Lo ha detto il capo dell'MI6, parlando della vera persona che progetta i gadget tecnologici per gli agenti segreti del Regno Unito

Sir Alex Younger, capo dei servizi segreti britannici, ha tenuto un discorso durante il Women in IT Awards, un evento annuale che premia le donne che si sono distinte nel settore dell’innovazione tecnologica. Younger ha detto che vorrebbe che più donne con una formazione scientifica si proponessero per lavorare all’MI6;, come sono chiamati i servizi segreti britannici:

«Se qualcuna di voi vuole unirsi a noi, il vero Q non vede l’ora di conoscervi, e sono felice di informarvi che il vero Q è una donna»

Nei romanzi di Ian Fleming su James Bond, e in tutti gli adattamenti cinematografici, Q è la persona dell’MI6 che progetta e consegna all’agente 007 tutti i gadget tecnologici per le sue missioni, dalle penne a sfera che esplodono alle Aston Martin che sparano missili, dagli orologi che spruzzano veleno a cornamuse lanciafiamme. Nel primo film di 007, Licenza di uccidere, Q fu interpretato dall’attore Peter Burton, ma per i successivi 17 film fu Desmond Llewelyn, attore gallese che divenne famoso principalmente per questo ruolo. Negli ultimi due film, SkyfallSpectre, Q è interpretato da Ben Whishaw, in una versione molto ringiovanita del personaggio.
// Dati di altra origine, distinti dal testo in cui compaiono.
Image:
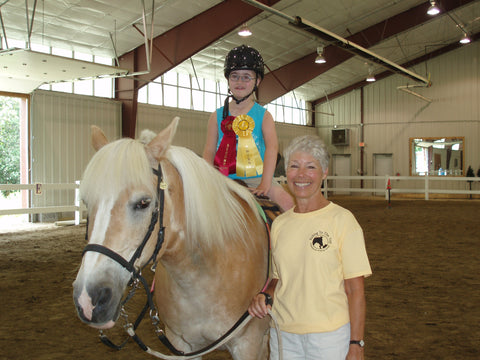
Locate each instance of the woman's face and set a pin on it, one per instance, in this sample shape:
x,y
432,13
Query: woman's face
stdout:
x,y
242,82
304,175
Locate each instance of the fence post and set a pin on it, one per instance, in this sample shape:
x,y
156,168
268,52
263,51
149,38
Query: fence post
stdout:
x,y
325,188
426,186
78,211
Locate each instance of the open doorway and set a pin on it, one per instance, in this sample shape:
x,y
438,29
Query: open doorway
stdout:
x,y
14,163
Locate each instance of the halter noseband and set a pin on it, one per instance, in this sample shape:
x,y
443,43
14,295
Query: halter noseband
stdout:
x,y
157,215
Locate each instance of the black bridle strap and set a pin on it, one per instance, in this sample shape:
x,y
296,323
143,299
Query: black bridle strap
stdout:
x,y
111,254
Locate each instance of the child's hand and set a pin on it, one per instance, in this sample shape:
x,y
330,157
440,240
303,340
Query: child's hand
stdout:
x,y
261,190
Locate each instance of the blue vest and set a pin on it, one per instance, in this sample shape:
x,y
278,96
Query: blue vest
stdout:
x,y
256,113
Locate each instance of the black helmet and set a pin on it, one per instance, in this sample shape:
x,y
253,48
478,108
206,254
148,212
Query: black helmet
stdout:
x,y
244,58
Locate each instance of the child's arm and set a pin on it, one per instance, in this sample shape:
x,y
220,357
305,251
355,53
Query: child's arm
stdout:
x,y
212,138
271,151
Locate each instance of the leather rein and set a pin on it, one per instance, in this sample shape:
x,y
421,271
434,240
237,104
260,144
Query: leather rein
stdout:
x,y
137,278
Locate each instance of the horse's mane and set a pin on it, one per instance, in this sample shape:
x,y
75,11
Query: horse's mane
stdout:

Nel suo discorso, Younger ha detto che «Più persone diverse tra loro hai in una stanza, in queste situazioni di lavoro ad alta pressione, migliori sono le decisioni. Perciò per me il successo è una varietà più profonda e vasta di competenze tecnologiche e più diversità, in particolare più donne». Ha anche spiegato che James Bond è servito a dare un profilo internazionale all’MI6, ma che ha anche dato un’idea molto sbagliata di cosa fanno i servizi segreti britannici: «Ma in un certo senso è fantastico, perché significa che i nostri nemici pensano che c’è un agente dell’MI6 dietro ogni cespuglio, e che siamo 10mila volte più grandi di quanto siamo davvero».